El documento litigioso obrante al folio 9 y concordantes de la causa que aparece suscrito en fecha 1 de marzo de 2008 en Pola de Laviana en el que consta que el SR. Felipe había recibido la cantidad de 1.648,08 euros como anticipo a cuenta del finiquito, merecen la consideración jurídico penal de documento, cuyo concepto legal viene dado por el artículo 26 del Código Penal , como todo soporte material que exprese o incorpore datos, hechos o narraciones con eficacia probatoria o cualquier otro tipo de relevancia jurídica. Se trata de documentos privados, categoría residual que comprende aquellos que no constituyen documentos públicos, oficiales, de identidad o de comercio o mercantiles, TS 22.12.1998 ( RJ 199810394), y así resulta expresamente del artículo 324 de la vigente Ley de Enjuiciamiento Civil ( RCL 200034 y 962 y RCL 2001, 1892).

El contenido mendaz y fingimiento de la firmas del SR. Felipe supone la simulación de un documento induciendo a error sobre su autenticidad, así como atribuir en un acto de intervención de personas que no las han tenido, conductas falsarias previstas en el artículo 390.1.2° y 3°.

No se trata de una mutación de la verdad que afecta a extremos accesorios, inocuos o intrascendentes para la finalidad del documento, antes bien adquiere una relevancia evidente afirmando la recepción inexistente de una cantidad en concepto de anticipo a cuenta de la liquidación final con diversa proyección, siendo de destacar que dentro de la falsedad documental se protegen también los medios de prueba, su legitimidad en la obtención y conservación, entre los que encuentran los documentos privados, con un valor limitado en el curso del proceso civil, pero no insignificante, toda vez que hacen prueba plena al igual que los documentos públicos cuando su autenticidad no sea impugnada por la parte a quien perjudiquen, artículo 326.1 de la Ley de Enjuiciamiento Civil .

Finalmente está presente el dolo falsario consistente en la conciencia y voluntad de transmutar la realidad, convirtiendo en veraz lo que no lo es y, a la vez, atacando la confianza que la sociedad tiene en el valor de los documentos, TS 2ª SS. 21.11.1995 ( RJ 19958317 ), 20.4.1997 , 10.3.1999 ( RJ 19992095), 3.3.2003 ( RJ 20032308), adicionándose por tratarse de documentos privados la finalidad específica de causar un perjuicio a tercero, siendo irrelevante que llegue o no a causarse, pudiendo consistir en cualquier tipo de ofensa o daño. La entidad de la mendacidad simulando la firma de otra persona y aportando el documento al proceso para oponerse a la pretensión, colma las exigencias subjetivas y teleológicas del tipo.
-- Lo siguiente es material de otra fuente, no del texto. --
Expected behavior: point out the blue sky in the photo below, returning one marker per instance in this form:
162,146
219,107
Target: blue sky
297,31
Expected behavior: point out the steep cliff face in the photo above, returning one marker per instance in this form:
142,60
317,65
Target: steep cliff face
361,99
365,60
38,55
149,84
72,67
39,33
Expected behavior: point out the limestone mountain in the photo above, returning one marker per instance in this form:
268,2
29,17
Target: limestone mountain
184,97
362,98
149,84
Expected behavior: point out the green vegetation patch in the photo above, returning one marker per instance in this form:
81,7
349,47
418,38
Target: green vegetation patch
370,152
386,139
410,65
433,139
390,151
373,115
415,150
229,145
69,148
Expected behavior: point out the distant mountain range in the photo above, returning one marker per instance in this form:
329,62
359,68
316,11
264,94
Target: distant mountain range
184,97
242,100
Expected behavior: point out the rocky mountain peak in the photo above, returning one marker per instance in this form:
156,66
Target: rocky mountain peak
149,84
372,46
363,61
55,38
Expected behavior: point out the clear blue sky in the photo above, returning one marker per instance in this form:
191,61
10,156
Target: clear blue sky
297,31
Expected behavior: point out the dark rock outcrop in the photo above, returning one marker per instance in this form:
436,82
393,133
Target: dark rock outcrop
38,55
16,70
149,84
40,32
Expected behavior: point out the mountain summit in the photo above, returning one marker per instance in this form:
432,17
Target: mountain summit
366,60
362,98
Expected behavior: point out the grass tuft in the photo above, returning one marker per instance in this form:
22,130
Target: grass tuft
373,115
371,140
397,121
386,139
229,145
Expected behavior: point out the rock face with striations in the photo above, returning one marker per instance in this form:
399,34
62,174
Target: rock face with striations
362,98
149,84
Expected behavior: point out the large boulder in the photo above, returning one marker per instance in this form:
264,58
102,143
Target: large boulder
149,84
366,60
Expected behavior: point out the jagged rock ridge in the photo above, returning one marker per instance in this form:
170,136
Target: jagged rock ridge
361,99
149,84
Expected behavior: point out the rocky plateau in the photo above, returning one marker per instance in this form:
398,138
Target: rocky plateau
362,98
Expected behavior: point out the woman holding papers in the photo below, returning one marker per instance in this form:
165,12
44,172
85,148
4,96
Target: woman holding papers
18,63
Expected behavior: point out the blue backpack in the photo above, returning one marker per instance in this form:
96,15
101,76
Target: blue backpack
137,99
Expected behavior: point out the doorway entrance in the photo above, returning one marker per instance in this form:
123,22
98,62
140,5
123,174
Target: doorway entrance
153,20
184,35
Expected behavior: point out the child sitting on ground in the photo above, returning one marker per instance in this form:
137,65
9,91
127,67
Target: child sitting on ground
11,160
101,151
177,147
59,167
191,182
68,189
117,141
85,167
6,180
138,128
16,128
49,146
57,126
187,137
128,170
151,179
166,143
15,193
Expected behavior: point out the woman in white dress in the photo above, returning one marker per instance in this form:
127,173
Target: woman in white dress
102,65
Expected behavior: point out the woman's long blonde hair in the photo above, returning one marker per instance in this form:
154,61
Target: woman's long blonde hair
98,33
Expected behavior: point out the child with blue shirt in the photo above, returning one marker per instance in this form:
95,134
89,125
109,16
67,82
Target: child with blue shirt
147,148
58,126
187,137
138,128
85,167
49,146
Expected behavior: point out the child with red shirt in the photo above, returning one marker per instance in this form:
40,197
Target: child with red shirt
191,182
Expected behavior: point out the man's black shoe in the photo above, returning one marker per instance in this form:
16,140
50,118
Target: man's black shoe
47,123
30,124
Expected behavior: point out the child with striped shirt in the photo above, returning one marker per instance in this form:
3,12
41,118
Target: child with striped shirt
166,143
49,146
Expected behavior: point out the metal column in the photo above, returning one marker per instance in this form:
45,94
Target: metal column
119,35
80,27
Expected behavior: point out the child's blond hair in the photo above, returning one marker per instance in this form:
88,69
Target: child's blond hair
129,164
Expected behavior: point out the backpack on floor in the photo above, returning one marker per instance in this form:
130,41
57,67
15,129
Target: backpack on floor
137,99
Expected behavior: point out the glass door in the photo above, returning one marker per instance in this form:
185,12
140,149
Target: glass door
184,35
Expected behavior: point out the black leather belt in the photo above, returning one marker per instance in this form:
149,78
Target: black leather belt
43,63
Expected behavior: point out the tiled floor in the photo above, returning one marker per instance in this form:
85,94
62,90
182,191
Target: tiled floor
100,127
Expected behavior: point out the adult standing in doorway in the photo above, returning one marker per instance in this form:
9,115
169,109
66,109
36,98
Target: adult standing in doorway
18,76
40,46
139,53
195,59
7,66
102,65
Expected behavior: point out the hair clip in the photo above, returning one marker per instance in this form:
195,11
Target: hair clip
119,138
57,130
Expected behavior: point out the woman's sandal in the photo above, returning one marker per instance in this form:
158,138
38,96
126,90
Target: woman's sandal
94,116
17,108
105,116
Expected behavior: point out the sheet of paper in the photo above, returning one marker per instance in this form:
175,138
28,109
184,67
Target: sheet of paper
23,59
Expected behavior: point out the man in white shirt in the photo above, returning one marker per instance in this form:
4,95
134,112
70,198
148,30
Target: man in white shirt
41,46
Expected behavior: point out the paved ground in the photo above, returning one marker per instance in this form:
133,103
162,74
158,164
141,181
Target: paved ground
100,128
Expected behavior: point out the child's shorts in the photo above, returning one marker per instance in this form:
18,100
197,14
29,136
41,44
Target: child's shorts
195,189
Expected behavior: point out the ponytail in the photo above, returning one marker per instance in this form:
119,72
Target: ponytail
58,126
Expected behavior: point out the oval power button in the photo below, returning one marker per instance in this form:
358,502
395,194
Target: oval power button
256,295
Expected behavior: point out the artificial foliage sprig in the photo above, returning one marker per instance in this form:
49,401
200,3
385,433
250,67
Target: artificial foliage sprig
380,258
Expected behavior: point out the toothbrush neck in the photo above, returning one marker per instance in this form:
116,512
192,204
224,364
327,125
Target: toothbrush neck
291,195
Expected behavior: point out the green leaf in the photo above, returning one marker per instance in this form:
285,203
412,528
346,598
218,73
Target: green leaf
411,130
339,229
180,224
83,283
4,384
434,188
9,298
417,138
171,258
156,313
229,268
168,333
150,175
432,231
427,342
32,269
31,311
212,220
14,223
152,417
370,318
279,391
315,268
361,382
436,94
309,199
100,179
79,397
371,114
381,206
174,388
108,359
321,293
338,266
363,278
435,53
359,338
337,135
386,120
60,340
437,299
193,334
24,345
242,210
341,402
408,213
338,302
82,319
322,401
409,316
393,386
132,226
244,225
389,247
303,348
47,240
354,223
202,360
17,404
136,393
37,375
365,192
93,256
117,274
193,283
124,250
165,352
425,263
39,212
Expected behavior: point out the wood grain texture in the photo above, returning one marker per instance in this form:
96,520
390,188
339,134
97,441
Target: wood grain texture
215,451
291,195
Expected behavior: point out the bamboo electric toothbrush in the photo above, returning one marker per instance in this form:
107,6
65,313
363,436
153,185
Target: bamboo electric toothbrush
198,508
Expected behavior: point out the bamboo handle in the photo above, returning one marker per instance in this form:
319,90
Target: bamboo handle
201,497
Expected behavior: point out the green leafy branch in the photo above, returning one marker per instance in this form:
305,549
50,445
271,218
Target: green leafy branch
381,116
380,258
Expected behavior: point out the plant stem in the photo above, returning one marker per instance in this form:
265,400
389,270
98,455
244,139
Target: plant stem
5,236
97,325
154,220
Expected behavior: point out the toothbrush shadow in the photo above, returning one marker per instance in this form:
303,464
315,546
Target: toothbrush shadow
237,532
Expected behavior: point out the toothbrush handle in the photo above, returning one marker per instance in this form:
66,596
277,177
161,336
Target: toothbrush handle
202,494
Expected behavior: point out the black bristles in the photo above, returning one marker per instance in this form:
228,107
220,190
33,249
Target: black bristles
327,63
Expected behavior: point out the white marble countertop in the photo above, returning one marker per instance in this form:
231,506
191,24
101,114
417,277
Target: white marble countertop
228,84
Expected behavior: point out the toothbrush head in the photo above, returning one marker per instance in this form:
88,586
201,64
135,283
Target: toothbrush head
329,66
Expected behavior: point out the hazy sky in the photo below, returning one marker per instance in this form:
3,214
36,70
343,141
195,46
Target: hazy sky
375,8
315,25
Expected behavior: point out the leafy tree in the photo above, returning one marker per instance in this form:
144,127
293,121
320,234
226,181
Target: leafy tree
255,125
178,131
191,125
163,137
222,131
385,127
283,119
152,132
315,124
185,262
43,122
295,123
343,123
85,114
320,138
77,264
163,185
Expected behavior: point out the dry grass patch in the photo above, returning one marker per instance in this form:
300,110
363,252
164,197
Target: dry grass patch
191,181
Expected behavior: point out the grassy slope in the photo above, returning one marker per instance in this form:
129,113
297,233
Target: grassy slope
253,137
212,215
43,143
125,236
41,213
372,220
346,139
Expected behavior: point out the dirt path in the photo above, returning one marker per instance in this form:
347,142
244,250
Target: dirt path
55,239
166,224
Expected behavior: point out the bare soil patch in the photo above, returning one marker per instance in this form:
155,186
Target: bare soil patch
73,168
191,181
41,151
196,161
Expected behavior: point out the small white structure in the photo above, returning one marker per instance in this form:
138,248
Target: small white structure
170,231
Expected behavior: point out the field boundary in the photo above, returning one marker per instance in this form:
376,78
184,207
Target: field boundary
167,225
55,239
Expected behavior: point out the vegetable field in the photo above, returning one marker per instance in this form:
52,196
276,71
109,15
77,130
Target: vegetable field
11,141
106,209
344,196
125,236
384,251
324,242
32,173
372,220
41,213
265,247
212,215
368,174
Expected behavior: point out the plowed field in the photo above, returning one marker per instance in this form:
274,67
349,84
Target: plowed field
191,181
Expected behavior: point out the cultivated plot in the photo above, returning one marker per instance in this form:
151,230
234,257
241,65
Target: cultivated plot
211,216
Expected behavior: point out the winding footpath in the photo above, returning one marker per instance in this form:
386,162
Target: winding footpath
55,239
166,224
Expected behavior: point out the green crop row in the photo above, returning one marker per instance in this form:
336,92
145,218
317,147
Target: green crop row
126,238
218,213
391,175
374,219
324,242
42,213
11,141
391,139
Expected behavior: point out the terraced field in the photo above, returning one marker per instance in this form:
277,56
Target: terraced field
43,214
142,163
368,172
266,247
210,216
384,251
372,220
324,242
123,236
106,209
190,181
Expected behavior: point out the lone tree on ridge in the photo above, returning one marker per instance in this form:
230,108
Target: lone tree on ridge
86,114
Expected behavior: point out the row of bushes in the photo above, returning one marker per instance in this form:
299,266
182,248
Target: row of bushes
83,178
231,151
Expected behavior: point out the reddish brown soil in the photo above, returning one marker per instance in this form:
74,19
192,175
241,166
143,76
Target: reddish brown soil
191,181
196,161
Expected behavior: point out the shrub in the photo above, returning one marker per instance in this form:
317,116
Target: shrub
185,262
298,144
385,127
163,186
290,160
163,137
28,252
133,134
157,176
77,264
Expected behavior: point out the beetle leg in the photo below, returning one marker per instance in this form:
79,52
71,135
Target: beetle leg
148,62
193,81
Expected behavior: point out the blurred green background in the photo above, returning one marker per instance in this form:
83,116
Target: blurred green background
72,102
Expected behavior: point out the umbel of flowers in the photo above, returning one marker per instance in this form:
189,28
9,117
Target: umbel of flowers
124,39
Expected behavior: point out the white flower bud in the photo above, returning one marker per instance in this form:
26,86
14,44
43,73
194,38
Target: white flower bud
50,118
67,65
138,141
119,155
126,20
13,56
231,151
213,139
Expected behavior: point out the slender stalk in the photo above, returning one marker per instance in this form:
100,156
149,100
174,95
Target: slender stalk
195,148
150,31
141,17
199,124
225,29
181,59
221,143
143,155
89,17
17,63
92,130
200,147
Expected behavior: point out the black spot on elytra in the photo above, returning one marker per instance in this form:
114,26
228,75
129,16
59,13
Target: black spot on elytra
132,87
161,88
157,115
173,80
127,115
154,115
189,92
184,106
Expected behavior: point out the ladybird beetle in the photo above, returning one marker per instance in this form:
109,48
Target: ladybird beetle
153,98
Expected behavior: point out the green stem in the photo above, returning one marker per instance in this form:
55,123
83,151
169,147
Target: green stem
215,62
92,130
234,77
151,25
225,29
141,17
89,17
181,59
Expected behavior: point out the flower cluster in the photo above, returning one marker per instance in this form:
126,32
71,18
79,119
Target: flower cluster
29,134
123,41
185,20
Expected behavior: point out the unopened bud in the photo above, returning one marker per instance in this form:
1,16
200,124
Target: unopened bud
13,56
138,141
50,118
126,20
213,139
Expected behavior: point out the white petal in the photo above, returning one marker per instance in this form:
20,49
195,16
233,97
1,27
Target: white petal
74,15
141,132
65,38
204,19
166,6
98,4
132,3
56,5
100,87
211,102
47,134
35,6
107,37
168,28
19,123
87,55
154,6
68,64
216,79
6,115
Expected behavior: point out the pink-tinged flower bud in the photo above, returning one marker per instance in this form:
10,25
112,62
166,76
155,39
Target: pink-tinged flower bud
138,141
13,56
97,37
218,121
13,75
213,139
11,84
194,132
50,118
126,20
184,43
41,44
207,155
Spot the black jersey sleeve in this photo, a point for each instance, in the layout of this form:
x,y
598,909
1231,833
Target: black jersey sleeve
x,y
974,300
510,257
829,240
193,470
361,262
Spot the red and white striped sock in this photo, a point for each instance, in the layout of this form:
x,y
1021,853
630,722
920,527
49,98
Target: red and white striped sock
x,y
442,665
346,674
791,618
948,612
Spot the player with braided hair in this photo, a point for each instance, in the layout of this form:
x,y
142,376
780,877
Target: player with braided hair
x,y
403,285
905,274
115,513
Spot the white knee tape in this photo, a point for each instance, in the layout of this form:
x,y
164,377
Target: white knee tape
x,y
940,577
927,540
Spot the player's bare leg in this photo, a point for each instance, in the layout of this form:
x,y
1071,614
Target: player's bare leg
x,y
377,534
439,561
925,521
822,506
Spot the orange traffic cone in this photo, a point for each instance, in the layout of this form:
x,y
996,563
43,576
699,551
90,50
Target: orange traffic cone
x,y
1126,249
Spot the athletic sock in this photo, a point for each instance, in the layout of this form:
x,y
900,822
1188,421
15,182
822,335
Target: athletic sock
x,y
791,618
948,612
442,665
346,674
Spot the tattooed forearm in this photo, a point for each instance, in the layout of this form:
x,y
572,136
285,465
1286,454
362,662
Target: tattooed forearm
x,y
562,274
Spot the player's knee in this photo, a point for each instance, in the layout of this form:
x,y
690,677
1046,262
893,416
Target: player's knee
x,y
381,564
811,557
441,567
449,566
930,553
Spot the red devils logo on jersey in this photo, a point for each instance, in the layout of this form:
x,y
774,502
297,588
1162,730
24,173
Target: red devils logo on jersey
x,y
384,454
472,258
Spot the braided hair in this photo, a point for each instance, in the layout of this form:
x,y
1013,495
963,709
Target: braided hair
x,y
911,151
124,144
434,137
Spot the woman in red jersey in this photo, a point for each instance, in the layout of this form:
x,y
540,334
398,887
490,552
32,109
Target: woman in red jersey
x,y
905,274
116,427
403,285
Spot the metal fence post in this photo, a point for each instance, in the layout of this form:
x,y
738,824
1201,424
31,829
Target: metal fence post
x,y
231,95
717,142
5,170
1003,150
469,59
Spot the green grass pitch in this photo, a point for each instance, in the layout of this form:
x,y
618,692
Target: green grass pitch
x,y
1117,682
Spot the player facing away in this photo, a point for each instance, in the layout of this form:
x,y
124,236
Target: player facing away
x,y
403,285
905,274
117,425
Las acusaciones, publica y particular, califican los hechos vinculando el delito de falsedad descrito en concurso medial con un delito de estafa procesal intentada siendo éstos los límites a que se contrae la pretensión punitiva ejercitada que determinan por exigencias del principio acusatorio la conclusión por parte del Tribunal del delito de falsedad en documento privado en la forma que ha quedado expuesta excluyendo el delito de estafa procesal en concurso medial y ello por cuanto si bien los hechos declarados probados en principio podrían ser constitutivos de un delito de estafa procesal intentada referidos a la aportación al procedimiento ordinario de reclamación de salarios tramitado ante el Juzgado de lo Social nº 5 de esta Capital del ya tan mentado documento cuya problemática determino su suspensión, y ello en la medida que el destinatario del engaño haya sido la titular del Juzgado de lo Social competente para la resolución del pleito laboral, no obstante la doctrina del Tribunal Supremo impone una conclusión distinta. La sentencia del Tribunal Supremo nº 640/2007 ha establecido al respecto que "es doctrina consolidada de esta Sala, reiteradamente expresada en sus resoluciones, que la estafa realizada a través de un documento público, oficial o de comercio, utilizado como medio necesario para su comisión, no consume la falsedad, sino que los dos tipos son compatibles, produciéndose un concurso real de delitos sin perjuicio de que en orden a su punición sea aplicable lo dispuesto en el art. 77 CP ; pero cuando se trata de documentos privados, como el perjuicio de tercero o el ánimo de causárselo (ahora "para perjudicar a otro") viene incluído en el art. 306 CP ( RCL 19732255) (ahora 395 CP ), no procede estimar el mentado concurso, pero sí el de normas ( art. 8 CP ), al ser el hecho subsumible en las reguladoras del delito de falsedad y estafa simultáneamente, solapándose un tipo con otro.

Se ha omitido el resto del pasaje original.